Learning Robust Reasoning through Guided Adversarial Self-Play

📝 Paper Summary

Robustness in Reasoning Models Reinforcement Learning from Verifiable Rewards (RLVR) Adversarial Self-Play

GASP trains reasoning models to detect and repair errors in their own chain-of-thought by using an adversarial polluter to inject corruptions and an in-distribution guidance term to stabilize learning.

Core Problem

Strong reasoning models trained with RLVR are brittle: they optimize for final-answer correctness assuming clean context but fail catastrophically when conditioned on fallible context (e.g., corrupted partial solutions or distracting prompts).

Why it matters:

Real-world deployments often involve noisy inputs, collaborative reasoning with imperfect agents, or partial solution traces that may contain errors
Current models exhibit 'inverse scaling' on recoverability tests—stronger models are often more likely to blindly follow a corrupted step rather than correct it
Existing RLVR methods do not explicitly train the capability to distrust context, diagnose inconsistencies, or repair trajectories

Concrete Example: When a math model is given a chain-of-thought that makes a subtle calculation error halfway through, it often continues the reasoning based on the error rather than correcting it, even if it knows how to solve the problem correctly from scratch.

Key Novelty

Guided Adversarial Self-Play (GASP)

Adversarial Self-Play: A single model plays two roles—a 'polluter' that learns to inject subtle, failure-inducing corruptions into reasoning traces, and an 'agent' that learns to diagnose and fix them
In-Distribution Repair Guidance: Addresses the scarcity of successful repairs by cloning self-generated repair snippets (which are high-likelihood under the current policy) rather than off-distribution teacher fixes

Evaluation Highlights

Improves recoverability on GSM8K by +25-30% across multiple model sizes (1.5B to 8B) compared to RLVR baselines
Boosts diagnosability (identifying the first error step) on MR-GSM8K by over +40% compared to standard RLVR
Increases reliability under input perturbations (RUPBench) by +10-15% while often slightly improving clean accuracy

Breakthrough Assessment

8/10

Significantly improves robustness against internal and external errors without human labels or external teachers. The method elegantly solves the sparse reward problem in self-correction training.

⚙️ Technical Details

Problem Definition

Setting: Episodic decision-making where a model generates a chain-of-thought and final answer, receiving binary verifiable rewards

Inputs: A conditioning context (question q, potentially corrupted prefix c)

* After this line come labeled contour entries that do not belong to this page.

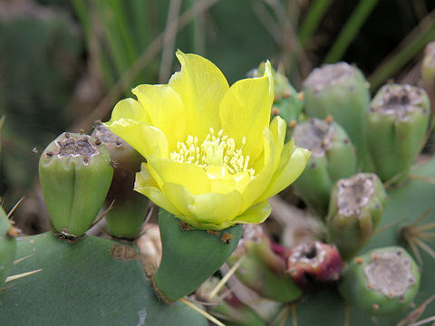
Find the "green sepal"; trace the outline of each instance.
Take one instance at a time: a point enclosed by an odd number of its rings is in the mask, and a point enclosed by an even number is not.
[[[59,156],[59,141],[87,138],[98,154]],[[39,179],[53,227],[56,232],[82,235],[95,220],[113,176],[111,156],[102,144],[86,135],[63,133],[52,141],[39,160]]]
[[[364,172],[372,170],[365,139],[366,112],[370,103],[368,86],[362,72],[345,62],[316,68],[304,82],[308,115],[318,119],[334,117],[355,145],[359,166]]]
[[[285,260],[272,251],[269,241],[243,240],[227,263],[232,266],[240,259],[240,267],[235,274],[263,298],[286,303],[302,296],[302,291],[285,271]]]
[[[210,277],[236,249],[243,226],[237,225],[218,235],[188,226],[160,209],[159,227],[162,244],[161,263],[153,275],[156,292],[173,302],[195,291]],[[224,234],[232,237],[226,242]]]
[[[383,185],[375,174],[361,173],[352,178],[358,176],[372,180],[373,190],[370,199],[359,207],[358,212],[343,214],[339,207],[340,197],[343,198],[339,186],[343,179],[340,179],[333,187],[326,216],[328,241],[337,246],[343,260],[352,258],[372,238],[381,221],[387,200]],[[362,199],[356,196],[354,200],[362,202]]]
[[[367,265],[373,261],[382,259],[382,254],[384,253],[392,253],[392,255],[407,260],[407,264],[401,267],[409,268],[408,273],[403,273],[397,264],[387,264],[384,271],[381,271],[382,269],[378,267],[372,273],[384,273],[386,277],[380,277],[380,283],[387,283],[385,284],[386,288],[389,283],[394,282],[408,286],[403,294],[398,295],[393,292],[388,294],[379,288],[379,284],[376,286],[370,283],[366,272]],[[410,277],[406,277],[408,273]],[[401,277],[402,279],[392,280],[393,277]],[[345,269],[339,289],[344,299],[355,308],[368,314],[392,315],[407,308],[415,298],[420,287],[420,278],[419,267],[412,257],[401,247],[390,246],[373,249],[355,258]]]
[[[13,226],[0,206],[0,284],[3,284],[8,276],[15,255],[15,238],[8,235],[11,227]]]
[[[315,126],[318,126],[317,128],[326,126],[332,130],[331,134],[326,136],[330,145],[322,153],[316,149],[309,148],[310,143],[314,143],[313,138],[319,135],[318,132],[314,132]],[[313,134],[301,132],[305,129]],[[298,124],[295,129],[294,138],[297,146],[312,149],[312,155],[304,172],[293,184],[293,187],[317,216],[324,218],[328,213],[334,183],[339,178],[348,177],[356,173],[357,158],[354,147],[346,131],[338,123],[325,122],[317,119]],[[319,138],[317,142],[324,143],[324,139]]]

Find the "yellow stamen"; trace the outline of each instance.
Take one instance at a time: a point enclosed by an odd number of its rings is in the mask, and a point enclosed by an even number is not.
[[[210,132],[205,140],[198,145],[198,137],[188,135],[186,141],[177,143],[177,150],[170,153],[170,159],[180,163],[196,164],[205,171],[209,167],[225,167],[231,174],[247,172],[254,177],[256,171],[249,168],[249,155],[243,155],[243,147],[246,139],[242,139],[242,147],[236,149],[236,141],[224,135],[220,129],[215,136],[215,130]]]

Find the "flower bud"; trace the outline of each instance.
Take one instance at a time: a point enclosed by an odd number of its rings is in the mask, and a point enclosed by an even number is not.
[[[367,141],[382,180],[408,176],[424,141],[430,107],[426,91],[411,85],[385,85],[372,101]]]
[[[195,292],[195,296],[201,302],[214,303],[211,305],[211,313],[216,314],[219,319],[224,320],[230,325],[242,326],[266,326],[266,322],[256,314],[256,312],[248,305],[243,303],[232,292],[227,292],[228,289],[223,286],[218,292],[218,295],[210,298],[209,294],[218,284],[219,279],[210,277],[204,282]],[[226,293],[227,294],[224,294]],[[220,295],[225,295],[220,299]]]
[[[0,206],[0,284],[6,279],[15,256],[15,230]]]
[[[369,83],[361,71],[346,62],[314,69],[304,82],[308,115],[325,119],[331,115],[349,134],[356,147],[359,165],[372,169],[365,139]]]
[[[265,63],[261,63],[258,69],[252,72],[253,77],[261,77],[265,73]],[[271,118],[280,116],[285,120],[289,129],[287,135],[297,124],[302,113],[304,101],[298,96],[296,90],[292,86],[288,79],[281,72],[272,68],[274,79],[274,104],[271,110]]]
[[[64,132],[43,152],[39,178],[53,229],[75,240],[92,225],[111,185],[111,156],[100,141]]]
[[[319,241],[296,245],[287,259],[288,273],[303,289],[313,285],[313,282],[338,281],[341,269],[337,248]]]
[[[244,237],[227,263],[232,266],[239,260],[235,275],[263,298],[289,302],[301,296],[301,291],[285,272],[285,260],[272,250],[260,225],[245,225]]]
[[[423,80],[423,88],[430,99],[433,127],[435,125],[435,42],[430,42],[426,45],[421,62],[421,79]]]
[[[370,251],[356,257],[344,271],[342,295],[371,315],[395,314],[410,305],[419,291],[420,272],[401,247]]]
[[[135,192],[134,178],[140,170],[142,157],[101,122],[95,124],[92,137],[102,141],[115,162],[113,178],[106,197],[106,230],[115,237],[136,239],[146,216],[149,200]]]
[[[295,128],[297,146],[311,149],[307,166],[294,188],[318,216],[328,211],[334,183],[356,172],[356,154],[344,129],[332,120],[311,119]]]
[[[342,258],[351,258],[370,240],[386,197],[382,183],[372,173],[359,173],[335,183],[326,225],[329,242],[337,246]]]

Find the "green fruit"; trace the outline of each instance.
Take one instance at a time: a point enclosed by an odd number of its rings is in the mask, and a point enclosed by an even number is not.
[[[344,129],[330,120],[304,121],[295,128],[293,137],[297,146],[312,151],[293,187],[308,206],[324,217],[334,183],[356,172],[355,149]]]
[[[383,214],[387,195],[379,177],[360,173],[333,187],[326,226],[328,240],[352,258],[371,239]]]
[[[340,292],[357,309],[389,315],[406,309],[419,285],[414,260],[403,248],[391,246],[356,257],[343,273]]]
[[[111,156],[100,141],[64,132],[43,152],[39,179],[53,231],[74,240],[95,220],[111,185]]]
[[[359,166],[372,170],[365,139],[370,102],[368,82],[359,69],[345,62],[314,69],[304,82],[305,110],[309,116],[333,116],[356,148]]]
[[[367,143],[382,181],[408,176],[426,136],[430,108],[426,91],[411,85],[385,85],[372,101]]]

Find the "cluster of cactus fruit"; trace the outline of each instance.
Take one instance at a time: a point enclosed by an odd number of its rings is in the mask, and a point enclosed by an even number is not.
[[[273,72],[271,118],[312,151],[292,188],[321,230],[292,245],[262,225],[202,231],[161,209],[156,216],[131,191],[141,158],[127,143],[102,123],[92,136],[62,134],[39,164],[52,233],[17,236],[0,209],[0,282],[14,283],[0,293],[0,324],[206,325],[205,315],[219,325],[408,325],[432,316],[435,160],[415,164],[435,117],[434,62],[430,44],[426,90],[387,84],[372,100],[344,62],[314,70],[299,93]],[[111,238],[86,235],[102,217]]]

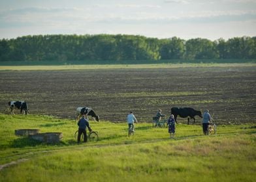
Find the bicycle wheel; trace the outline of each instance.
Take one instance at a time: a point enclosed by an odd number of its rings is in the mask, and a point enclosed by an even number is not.
[[[129,128],[128,131],[128,136],[130,136],[131,135],[134,135],[134,132],[133,131],[133,126],[131,125],[130,127]]]
[[[89,134],[88,136],[89,138],[89,140],[90,142],[97,142],[99,140],[99,136],[98,134],[97,134],[97,131],[91,131],[90,132],[90,133]]]
[[[74,139],[77,140],[78,136],[78,131],[76,131],[74,133]],[[84,140],[84,133],[82,133],[82,135],[81,135],[81,140]]]

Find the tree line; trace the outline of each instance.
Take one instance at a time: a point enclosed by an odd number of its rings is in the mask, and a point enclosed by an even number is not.
[[[135,35],[35,35],[0,40],[0,61],[255,59],[256,37],[227,40]]]

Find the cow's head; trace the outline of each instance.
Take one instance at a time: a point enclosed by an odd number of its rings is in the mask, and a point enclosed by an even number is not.
[[[202,118],[202,112],[200,110],[196,110],[197,115],[198,115],[200,118]]]

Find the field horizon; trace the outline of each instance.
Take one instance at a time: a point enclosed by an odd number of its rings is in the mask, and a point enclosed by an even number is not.
[[[74,120],[50,116],[0,114],[0,178],[4,181],[253,181],[256,129],[251,124],[217,125],[205,136],[198,125],[166,127],[138,123],[127,136],[126,124],[91,122],[98,142],[77,144]],[[18,129],[61,132],[59,144],[14,135]],[[202,174],[202,176],[199,175]],[[217,175],[216,175],[217,174]],[[18,177],[14,178],[14,176]],[[88,177],[90,176],[90,177]]]

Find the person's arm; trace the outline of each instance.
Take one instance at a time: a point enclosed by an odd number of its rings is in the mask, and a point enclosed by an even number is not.
[[[89,122],[88,122],[88,120],[86,120],[86,126],[88,128],[89,131],[91,131],[91,128],[89,127]]]
[[[136,123],[138,123],[137,119],[136,119],[135,115],[133,115],[133,119],[135,120],[135,122],[136,122]]]

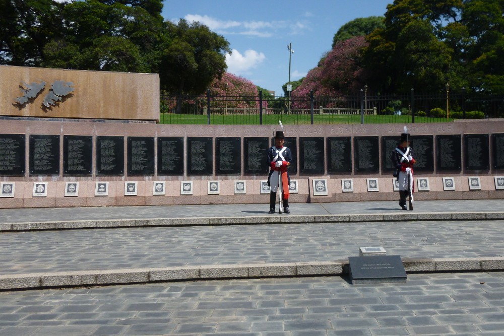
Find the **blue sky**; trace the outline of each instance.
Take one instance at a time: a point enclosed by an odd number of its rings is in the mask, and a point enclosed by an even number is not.
[[[165,0],[162,15],[199,21],[224,36],[232,49],[228,71],[276,94],[298,80],[331,49],[333,37],[357,18],[381,16],[393,0]]]

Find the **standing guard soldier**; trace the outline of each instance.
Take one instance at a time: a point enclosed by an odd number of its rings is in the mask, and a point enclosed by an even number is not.
[[[410,210],[413,210],[413,192],[414,183],[413,165],[416,162],[413,157],[413,150],[410,146],[410,135],[405,126],[404,132],[401,135],[399,145],[391,155],[391,160],[396,168],[394,176],[397,178],[399,186],[399,206],[402,210],[407,210],[406,197],[410,197]]]
[[[287,168],[292,162],[290,150],[284,146],[285,141],[283,130],[277,130],[275,133],[275,146],[268,150],[268,164],[270,166],[270,174],[268,176],[268,185],[270,186],[270,211],[275,213],[275,204],[277,199],[277,189],[278,188],[279,178],[282,179],[282,199],[284,212],[290,214],[289,210],[289,186],[290,175]],[[279,173],[279,172],[280,173]],[[279,176],[280,175],[280,176]],[[279,205],[280,206],[280,205]]]

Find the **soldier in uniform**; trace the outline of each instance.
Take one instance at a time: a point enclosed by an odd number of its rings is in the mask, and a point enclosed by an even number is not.
[[[277,131],[275,133],[275,146],[270,147],[267,153],[268,164],[270,166],[270,174],[268,176],[268,185],[270,188],[269,214],[275,213],[275,204],[276,203],[277,189],[278,189],[279,178],[282,179],[284,212],[286,214],[290,213],[289,210],[290,176],[287,168],[292,162],[292,156],[290,150],[283,145],[284,138],[283,131]],[[279,175],[280,175],[280,177]]]
[[[399,145],[391,154],[390,158],[396,168],[394,176],[397,178],[399,185],[399,206],[402,210],[406,208],[406,197],[414,188],[413,165],[415,159],[413,157],[413,150],[409,147],[410,135],[406,132],[401,135]],[[412,200],[412,197],[411,197]]]

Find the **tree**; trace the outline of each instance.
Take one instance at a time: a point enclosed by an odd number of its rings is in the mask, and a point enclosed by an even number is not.
[[[177,95],[200,94],[226,71],[229,43],[199,22],[168,22],[169,41],[162,51],[159,73],[162,88]]]
[[[355,36],[365,36],[376,29],[385,28],[384,19],[383,16],[370,16],[368,18],[358,18],[347,22],[334,34],[331,47],[334,48],[338,41],[348,40]]]

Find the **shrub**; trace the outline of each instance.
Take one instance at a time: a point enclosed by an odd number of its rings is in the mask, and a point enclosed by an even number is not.
[[[430,115],[434,118],[446,118],[446,111],[436,107],[430,110]]]

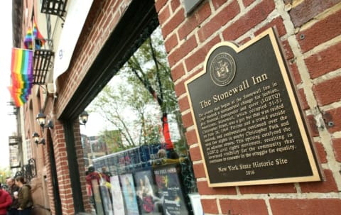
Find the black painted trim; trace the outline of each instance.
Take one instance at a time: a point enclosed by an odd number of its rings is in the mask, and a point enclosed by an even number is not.
[[[82,188],[80,182],[80,171],[77,162],[77,152],[75,147],[73,123],[70,121],[64,121],[64,132],[65,136],[66,151],[69,167],[71,189],[72,191],[73,204],[75,214],[84,211]]]
[[[53,202],[55,204],[55,214],[62,214],[62,203],[60,197],[57,167],[55,166],[55,150],[53,149],[53,140],[52,140],[50,132],[48,133],[48,157],[50,158],[52,185],[53,186]]]

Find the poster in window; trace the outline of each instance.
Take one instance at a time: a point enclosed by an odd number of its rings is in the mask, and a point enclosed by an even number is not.
[[[106,186],[100,185],[99,191],[101,192],[102,203],[103,204],[103,209],[104,215],[114,215],[112,211],[112,200],[109,189]]]
[[[163,201],[163,214],[188,214],[177,165],[170,165],[156,167],[154,170],[154,175],[159,196]]]
[[[135,186],[134,185],[133,175],[127,173],[119,176],[122,184],[123,197],[126,203],[127,215],[139,215]]]
[[[114,197],[114,198],[112,198],[114,214],[124,215],[124,202],[123,202],[119,176],[114,175],[110,177],[110,183],[112,184],[112,197]]]
[[[158,196],[151,170],[135,172],[134,178],[141,214],[162,214],[163,201]]]

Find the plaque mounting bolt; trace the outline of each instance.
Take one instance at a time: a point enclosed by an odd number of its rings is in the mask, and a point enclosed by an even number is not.
[[[334,122],[333,121],[328,121],[328,126],[329,127],[333,127],[334,126]]]

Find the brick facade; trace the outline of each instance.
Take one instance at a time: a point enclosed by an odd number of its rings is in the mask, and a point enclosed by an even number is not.
[[[204,1],[186,17],[182,4],[156,1],[204,211],[212,214],[337,214],[341,200],[340,1]],[[178,6],[175,8],[174,6]],[[202,163],[184,81],[203,70],[215,43],[241,45],[275,27],[284,48],[325,181],[210,188]],[[327,117],[328,116],[328,117]],[[329,124],[328,124],[329,123]],[[328,198],[323,197],[328,196]]]
[[[67,72],[58,79],[58,99],[48,98],[45,112],[53,112],[51,138],[63,214],[74,214],[72,195],[83,197],[89,210],[85,170],[80,167],[82,194],[72,194],[67,145],[62,121],[78,84],[132,1],[94,1]],[[156,0],[155,7],[175,83],[186,138],[205,214],[338,214],[341,211],[341,3],[338,0],[207,0],[188,16],[183,1]],[[325,174],[318,182],[208,187],[194,131],[185,82],[203,70],[210,48],[219,42],[240,45],[268,28],[276,28],[301,105],[308,118],[310,136]],[[82,166],[79,124],[74,124],[75,147]],[[45,157],[48,148],[45,149]],[[46,159],[48,179],[50,167]],[[48,181],[53,209],[52,184]],[[55,211],[53,209],[53,214]]]

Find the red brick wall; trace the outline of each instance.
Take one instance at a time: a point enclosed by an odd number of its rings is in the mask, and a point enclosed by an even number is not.
[[[338,0],[203,1],[189,16],[180,0],[156,0],[205,213],[338,214],[341,199],[341,3]],[[210,49],[243,44],[276,27],[325,174],[318,182],[208,187],[184,82]]]
[[[66,106],[130,1],[94,1],[74,53],[77,57],[72,58],[67,72],[59,79],[55,118],[58,118]],[[341,88],[337,87],[341,81],[341,4],[339,1],[206,0],[190,16],[185,16],[182,1],[156,0],[205,213],[243,215],[340,213]],[[310,119],[310,136],[315,142],[325,180],[208,187],[184,82],[203,70],[206,55],[216,43],[231,40],[243,44],[271,26],[277,28],[299,92],[300,101]],[[74,214],[64,131],[62,124],[55,121],[52,136],[63,214]],[[78,125],[75,124],[75,128],[77,129]],[[78,153],[80,153],[78,130],[75,130],[75,136]],[[85,180],[83,171],[80,170],[80,182]],[[85,197],[85,186],[82,188],[82,194]],[[50,195],[52,197],[52,189]],[[84,199],[87,209],[88,200],[85,197]],[[53,209],[52,201],[50,204]]]

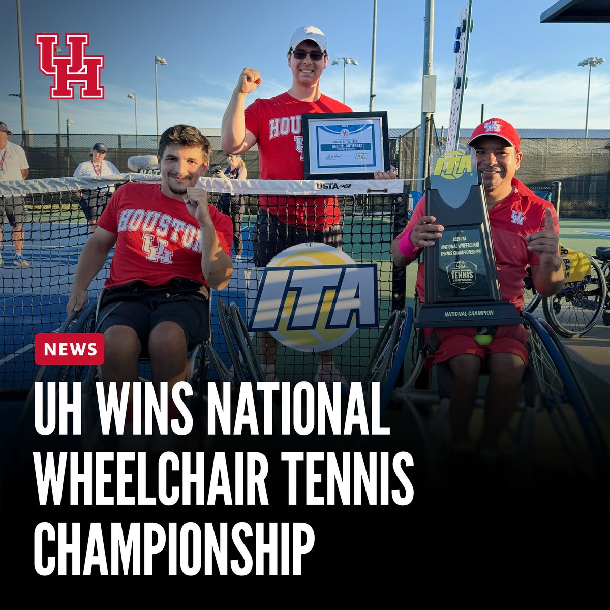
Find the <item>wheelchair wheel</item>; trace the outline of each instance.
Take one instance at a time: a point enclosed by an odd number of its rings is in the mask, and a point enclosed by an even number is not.
[[[555,435],[547,446],[551,451],[561,449],[562,456],[569,458],[578,473],[605,480],[608,473],[605,440],[576,367],[545,320],[527,313],[524,318],[530,331],[530,364],[538,378],[542,409]],[[544,437],[545,431],[539,431],[537,437]]]
[[[373,381],[381,385],[382,409],[389,401],[396,385],[412,326],[411,307],[393,311],[379,334],[365,369],[362,383],[365,387]]]
[[[218,298],[216,310],[237,380],[254,383],[264,380],[256,348],[250,339],[237,304],[229,304],[223,299]]]
[[[528,274],[523,278],[523,312],[531,314],[538,306],[542,297],[538,294],[532,281],[531,268],[528,267]]]
[[[548,296],[542,301],[544,315],[562,337],[578,337],[597,323],[606,302],[606,280],[591,259],[591,279],[586,285]]]

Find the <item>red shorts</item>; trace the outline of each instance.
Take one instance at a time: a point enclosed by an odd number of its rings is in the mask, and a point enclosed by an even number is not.
[[[488,354],[516,354],[527,366],[528,350],[525,344],[529,336],[528,331],[521,325],[496,328],[493,339],[487,345],[479,345],[476,342],[474,337],[478,333],[474,326],[436,329],[440,345],[432,356],[426,359],[426,368],[462,354],[474,354],[483,360]],[[423,329],[425,340],[432,331],[431,328]]]

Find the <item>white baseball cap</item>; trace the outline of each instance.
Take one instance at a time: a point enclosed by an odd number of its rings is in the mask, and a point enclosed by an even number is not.
[[[326,36],[320,29],[314,26],[302,26],[295,30],[290,37],[290,50],[293,50],[296,46],[303,40],[313,40],[317,43],[320,50],[326,51]]]

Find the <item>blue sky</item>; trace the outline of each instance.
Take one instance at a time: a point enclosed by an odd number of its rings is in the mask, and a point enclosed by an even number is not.
[[[448,121],[454,56],[453,39],[464,0],[436,0],[433,72],[437,76],[438,126]],[[517,127],[584,126],[588,68],[578,62],[590,56],[608,63],[593,69],[589,128],[607,129],[610,98],[610,26],[597,24],[540,24],[540,14],[554,0],[473,0],[474,29],[468,64],[462,125],[500,116]],[[0,120],[20,131],[16,9],[15,0],[2,3]],[[62,102],[74,133],[134,132],[137,95],[138,131],[155,131],[155,55],[159,66],[159,125],[175,123],[219,127],[224,109],[244,66],[260,71],[260,97],[287,90],[286,61],[290,34],[313,24],[326,33],[331,60],[357,59],[346,70],[346,102],[367,110],[370,87],[372,0],[320,2],[87,2],[21,0],[21,23],[27,127],[55,133],[57,107],[49,99],[52,79],[38,70],[34,35],[43,30],[63,35],[90,34],[88,52],[103,54],[103,100]],[[375,110],[388,112],[390,127],[419,123],[423,49],[424,0],[378,0]],[[342,99],[342,62],[328,67],[322,91]],[[252,98],[254,99],[254,97]]]

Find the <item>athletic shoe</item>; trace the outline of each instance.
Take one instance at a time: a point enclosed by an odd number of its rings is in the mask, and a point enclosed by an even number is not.
[[[320,381],[324,383],[334,383],[335,381],[347,383],[347,379],[341,375],[341,371],[334,364],[318,364],[318,372],[314,377],[314,381],[315,383]]]
[[[13,254],[13,264],[17,267],[29,267],[29,263],[23,257],[22,254]]]

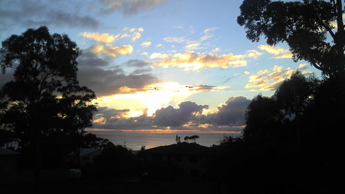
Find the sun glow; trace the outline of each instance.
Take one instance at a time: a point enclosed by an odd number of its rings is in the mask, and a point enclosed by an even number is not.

Outputs: A completed reasoning trajectory ending in a final answer a

Pipeline Flow

Polluter Generation (creates corrupted context)
Agent Rollout (attempts to solve from corrupted context)
Outcome Verification (checks final answer correctness)
Optimization (updates both Polluter and Agent)

System Modules

Polluter

Generates a 'polluted steer' by replacing a window of a correct trajectory with a plausible but misleading corruption

Model or implementation: Same as Agent (shared weights, distinguished by system prompt)

Agent

Generates the remainder of the solution given the polluted context

Model or implementation: Target LLM (1.5B - 8B parameters)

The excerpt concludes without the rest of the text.